I’d been avoiding War of the Flowers for about a year. The Forword to the story mentioned that some elements had been revised due to the events of September 11, 2001 to spare the reader sensibilities, but that others had been left as they were. There was an apology and a message stating that the author hoped readers would take the story as it stood and not be too tramatized by its similarity. This note alarmed me greatly - what sort of similarity must there be for the author to apologize like that? But finally, I faced up to the avoidance and decided that I should either read the book or get rid of it.
I must admit, I’m a Tad Williams fan. I’ve loved his stories since I first read Tailchasers Song as a child. The Otherland series was one that I loved so much I shared it with my mother and encouraged my husband to read it. However, a four book series is rather exhausting, particularly when the novels are about 1000 pages apiece. This was the first of his in a long time that was a standalone novel, which was a relief as I didn’t want to commit to another long series (if I wanted to do that, I’d read Robert Jordan novels).
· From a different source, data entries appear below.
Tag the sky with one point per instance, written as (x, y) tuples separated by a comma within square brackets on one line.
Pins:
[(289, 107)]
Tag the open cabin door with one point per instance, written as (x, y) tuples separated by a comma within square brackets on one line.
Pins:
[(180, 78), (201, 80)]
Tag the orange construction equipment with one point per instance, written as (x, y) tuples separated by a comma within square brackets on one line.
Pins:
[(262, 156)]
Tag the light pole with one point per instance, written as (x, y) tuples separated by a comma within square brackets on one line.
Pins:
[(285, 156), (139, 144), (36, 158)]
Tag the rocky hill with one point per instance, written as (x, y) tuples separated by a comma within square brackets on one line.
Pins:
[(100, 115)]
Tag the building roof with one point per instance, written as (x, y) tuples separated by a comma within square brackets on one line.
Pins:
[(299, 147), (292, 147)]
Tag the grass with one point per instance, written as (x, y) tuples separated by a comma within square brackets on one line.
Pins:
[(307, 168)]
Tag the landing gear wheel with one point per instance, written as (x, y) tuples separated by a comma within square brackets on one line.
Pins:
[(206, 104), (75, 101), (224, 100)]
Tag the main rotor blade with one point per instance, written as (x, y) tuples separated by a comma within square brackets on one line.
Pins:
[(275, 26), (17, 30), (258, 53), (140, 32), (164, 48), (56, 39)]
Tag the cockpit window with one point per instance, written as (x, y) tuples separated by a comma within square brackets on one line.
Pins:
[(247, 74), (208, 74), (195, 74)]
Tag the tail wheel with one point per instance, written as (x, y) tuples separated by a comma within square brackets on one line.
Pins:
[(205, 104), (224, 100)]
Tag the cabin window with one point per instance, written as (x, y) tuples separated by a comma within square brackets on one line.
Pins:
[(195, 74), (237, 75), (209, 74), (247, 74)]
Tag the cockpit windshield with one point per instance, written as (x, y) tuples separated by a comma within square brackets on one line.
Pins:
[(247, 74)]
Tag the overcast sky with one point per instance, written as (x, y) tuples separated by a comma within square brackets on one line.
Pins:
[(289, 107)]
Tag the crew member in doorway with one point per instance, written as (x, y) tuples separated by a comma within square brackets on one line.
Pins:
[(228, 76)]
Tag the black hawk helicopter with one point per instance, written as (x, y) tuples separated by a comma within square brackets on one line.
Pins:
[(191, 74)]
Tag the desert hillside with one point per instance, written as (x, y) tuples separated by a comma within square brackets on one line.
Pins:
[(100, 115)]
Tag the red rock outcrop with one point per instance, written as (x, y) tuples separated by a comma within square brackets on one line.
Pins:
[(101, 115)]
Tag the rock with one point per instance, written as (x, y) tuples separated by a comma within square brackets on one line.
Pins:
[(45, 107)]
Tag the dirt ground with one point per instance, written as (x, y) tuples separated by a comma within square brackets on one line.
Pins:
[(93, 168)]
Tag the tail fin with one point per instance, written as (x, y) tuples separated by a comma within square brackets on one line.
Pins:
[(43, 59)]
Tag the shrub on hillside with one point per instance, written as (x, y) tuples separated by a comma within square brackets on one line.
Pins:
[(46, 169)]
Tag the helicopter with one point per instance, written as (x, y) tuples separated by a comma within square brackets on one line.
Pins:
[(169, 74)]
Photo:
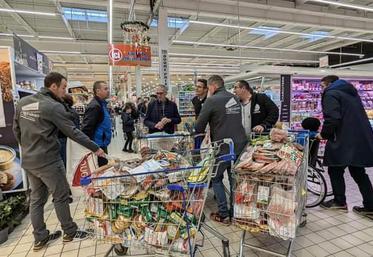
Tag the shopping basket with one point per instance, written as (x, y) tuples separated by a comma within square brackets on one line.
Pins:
[(155, 208), (270, 189)]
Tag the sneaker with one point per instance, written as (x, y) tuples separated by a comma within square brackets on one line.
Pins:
[(360, 210), (38, 245), (79, 235), (332, 205)]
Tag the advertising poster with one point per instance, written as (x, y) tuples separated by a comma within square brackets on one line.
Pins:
[(12, 177), (130, 55)]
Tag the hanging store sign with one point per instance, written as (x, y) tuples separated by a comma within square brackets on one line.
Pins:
[(28, 56), (285, 98), (130, 55)]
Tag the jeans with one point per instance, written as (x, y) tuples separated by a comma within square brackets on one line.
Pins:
[(128, 144), (361, 179), (51, 178), (100, 160), (219, 189)]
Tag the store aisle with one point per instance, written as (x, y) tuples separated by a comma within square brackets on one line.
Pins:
[(327, 233)]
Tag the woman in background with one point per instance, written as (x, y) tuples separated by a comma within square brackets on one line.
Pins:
[(128, 119)]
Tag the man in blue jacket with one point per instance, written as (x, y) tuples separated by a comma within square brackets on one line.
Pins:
[(162, 114), (97, 122), (350, 143)]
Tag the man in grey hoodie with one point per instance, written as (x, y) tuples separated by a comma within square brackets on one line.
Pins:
[(37, 121), (222, 111)]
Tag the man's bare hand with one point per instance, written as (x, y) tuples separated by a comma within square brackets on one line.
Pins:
[(258, 129), (100, 153)]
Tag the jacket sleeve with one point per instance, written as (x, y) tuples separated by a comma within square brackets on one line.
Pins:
[(147, 121), (59, 117), (91, 118), (204, 117), (273, 113), (16, 128), (176, 119), (332, 116)]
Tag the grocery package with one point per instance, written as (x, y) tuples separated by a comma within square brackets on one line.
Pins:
[(157, 203), (268, 175)]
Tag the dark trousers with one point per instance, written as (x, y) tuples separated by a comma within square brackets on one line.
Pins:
[(361, 179), (129, 139), (51, 178), (102, 161)]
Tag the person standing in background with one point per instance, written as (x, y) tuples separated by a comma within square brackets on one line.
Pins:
[(259, 112), (222, 111), (350, 143), (37, 120), (162, 114), (128, 126), (97, 123), (201, 95)]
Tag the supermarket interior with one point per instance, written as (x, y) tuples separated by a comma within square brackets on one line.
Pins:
[(201, 128)]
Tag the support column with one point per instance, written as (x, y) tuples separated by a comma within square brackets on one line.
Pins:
[(110, 41), (164, 72), (138, 81)]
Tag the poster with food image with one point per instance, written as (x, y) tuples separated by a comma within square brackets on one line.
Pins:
[(12, 177)]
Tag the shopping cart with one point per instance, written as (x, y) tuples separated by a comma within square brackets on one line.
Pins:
[(270, 191), (155, 208)]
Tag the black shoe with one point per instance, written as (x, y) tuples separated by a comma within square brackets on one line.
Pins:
[(332, 205), (363, 211), (79, 235), (38, 245)]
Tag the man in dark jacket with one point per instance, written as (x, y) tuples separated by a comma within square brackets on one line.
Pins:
[(37, 121), (222, 111), (97, 122), (162, 114), (350, 143), (259, 112)]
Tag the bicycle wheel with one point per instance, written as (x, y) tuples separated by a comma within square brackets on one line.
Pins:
[(316, 187)]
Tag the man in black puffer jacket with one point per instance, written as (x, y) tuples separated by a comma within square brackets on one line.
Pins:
[(259, 112), (350, 143)]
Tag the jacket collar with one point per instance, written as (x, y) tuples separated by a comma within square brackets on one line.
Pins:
[(45, 91)]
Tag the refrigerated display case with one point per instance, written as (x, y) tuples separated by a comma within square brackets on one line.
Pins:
[(306, 98)]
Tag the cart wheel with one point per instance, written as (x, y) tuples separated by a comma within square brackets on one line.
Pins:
[(120, 250)]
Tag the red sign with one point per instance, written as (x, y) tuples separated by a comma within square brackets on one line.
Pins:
[(130, 55)]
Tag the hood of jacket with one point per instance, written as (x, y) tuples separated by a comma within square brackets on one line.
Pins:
[(344, 86)]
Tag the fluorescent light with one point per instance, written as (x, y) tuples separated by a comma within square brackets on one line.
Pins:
[(60, 52), (353, 62), (11, 35), (341, 4), (53, 37), (27, 12), (242, 58), (263, 48), (278, 31)]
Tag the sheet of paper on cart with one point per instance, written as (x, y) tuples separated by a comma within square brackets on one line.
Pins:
[(110, 185), (146, 167)]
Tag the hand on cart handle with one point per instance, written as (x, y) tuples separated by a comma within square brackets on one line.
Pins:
[(100, 153)]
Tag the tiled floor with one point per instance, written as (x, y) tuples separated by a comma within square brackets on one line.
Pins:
[(327, 233)]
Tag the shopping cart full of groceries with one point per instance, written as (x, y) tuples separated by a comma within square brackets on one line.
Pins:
[(270, 189), (153, 206)]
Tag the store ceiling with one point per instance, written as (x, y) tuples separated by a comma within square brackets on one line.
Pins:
[(278, 31)]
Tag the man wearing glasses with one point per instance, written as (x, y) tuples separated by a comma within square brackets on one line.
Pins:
[(162, 115)]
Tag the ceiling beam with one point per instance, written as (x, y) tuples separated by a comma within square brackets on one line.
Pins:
[(65, 21), (313, 16), (18, 18)]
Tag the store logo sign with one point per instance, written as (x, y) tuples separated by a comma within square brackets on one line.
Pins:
[(115, 55)]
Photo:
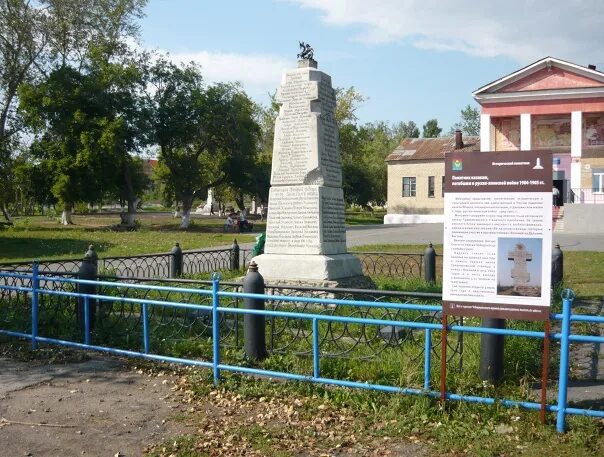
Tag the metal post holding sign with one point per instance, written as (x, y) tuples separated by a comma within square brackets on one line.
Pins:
[(492, 352), (567, 299), (216, 277), (254, 334), (443, 359), (557, 266), (35, 285), (430, 264), (545, 369)]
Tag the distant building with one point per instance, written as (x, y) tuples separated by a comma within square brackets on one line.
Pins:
[(550, 104), (555, 105), (416, 172)]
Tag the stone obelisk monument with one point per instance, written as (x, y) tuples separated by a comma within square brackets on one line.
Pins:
[(305, 232)]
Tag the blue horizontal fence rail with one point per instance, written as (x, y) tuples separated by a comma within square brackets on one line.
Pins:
[(215, 310)]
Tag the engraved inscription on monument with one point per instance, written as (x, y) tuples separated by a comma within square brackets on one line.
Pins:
[(305, 228), (305, 220), (306, 134)]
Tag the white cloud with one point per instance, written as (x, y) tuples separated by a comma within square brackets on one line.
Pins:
[(524, 30), (259, 74)]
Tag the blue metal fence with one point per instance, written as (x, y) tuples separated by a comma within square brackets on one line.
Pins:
[(215, 310)]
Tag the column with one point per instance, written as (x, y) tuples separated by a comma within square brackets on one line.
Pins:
[(485, 132), (576, 147), (525, 132)]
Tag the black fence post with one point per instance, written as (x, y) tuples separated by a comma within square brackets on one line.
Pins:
[(87, 271), (235, 256), (492, 352), (430, 264), (94, 258), (175, 261), (557, 266), (254, 337)]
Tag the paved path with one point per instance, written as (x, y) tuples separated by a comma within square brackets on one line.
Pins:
[(95, 408), (433, 233)]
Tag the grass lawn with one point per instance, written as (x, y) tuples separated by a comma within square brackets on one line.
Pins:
[(39, 237), (583, 270), (365, 217)]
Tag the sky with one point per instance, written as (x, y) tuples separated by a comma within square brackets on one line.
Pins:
[(412, 59)]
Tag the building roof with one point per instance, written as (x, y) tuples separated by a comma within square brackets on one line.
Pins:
[(547, 78), (430, 148)]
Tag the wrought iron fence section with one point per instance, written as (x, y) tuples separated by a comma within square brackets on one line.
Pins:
[(148, 265), (393, 265), (196, 262)]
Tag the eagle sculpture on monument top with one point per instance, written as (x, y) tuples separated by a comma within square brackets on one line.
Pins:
[(306, 52)]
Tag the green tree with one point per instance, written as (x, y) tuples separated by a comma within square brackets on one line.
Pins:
[(469, 123), (22, 41), (404, 130), (87, 123), (38, 37), (207, 135), (431, 129), (347, 103)]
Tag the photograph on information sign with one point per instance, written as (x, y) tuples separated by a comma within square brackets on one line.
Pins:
[(519, 266)]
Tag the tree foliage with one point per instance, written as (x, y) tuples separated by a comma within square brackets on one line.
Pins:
[(207, 134), (87, 122), (469, 123), (431, 129)]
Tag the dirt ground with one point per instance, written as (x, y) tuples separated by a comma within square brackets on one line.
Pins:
[(96, 407)]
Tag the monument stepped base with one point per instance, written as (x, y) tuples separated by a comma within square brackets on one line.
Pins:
[(308, 267)]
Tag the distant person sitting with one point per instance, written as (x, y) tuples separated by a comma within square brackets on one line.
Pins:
[(556, 196), (244, 225)]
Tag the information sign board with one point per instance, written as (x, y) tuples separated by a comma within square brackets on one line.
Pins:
[(498, 234)]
War of the Flowers was a clever fantasy story, couched in familiar concepts of Faerie but departing from the overused stereotype of an idyllic land without strife. In fact, the caste system is so finely tuned in Williams’ Faerie that the characters hardly realize there are other ways to live. His use of new conflicts, technologies and cross-dimensional travel give the story a fresh feeling sadly lacking in Fantasy genre fiction.
The story is very quickly paced; Williams loses none of his ambition for the three volume novel in his use of the single volume format, so the story is complex and multi-faceted. The main plot is straightforward, but contains many twists and turns as the sub-plots grab hold of the main character and force him down unexpected paths. In addition, there are very few scenes that exist solely for dissemination of background information that may, or may not, be relevant to the plotline. This is one element that the shortened format has thankfully forced Williams to abandon.
I really enjoyed this story, and frankly, I don’t think that Williams needed to include the foreword warning. The scene he alludes to would never have struck me as similar to the events of 9/11/01 if he hadn’t mentioned it. I definitely recommend this book, particularly to those that like Williams style but don’t want to commit to 3+ volumes.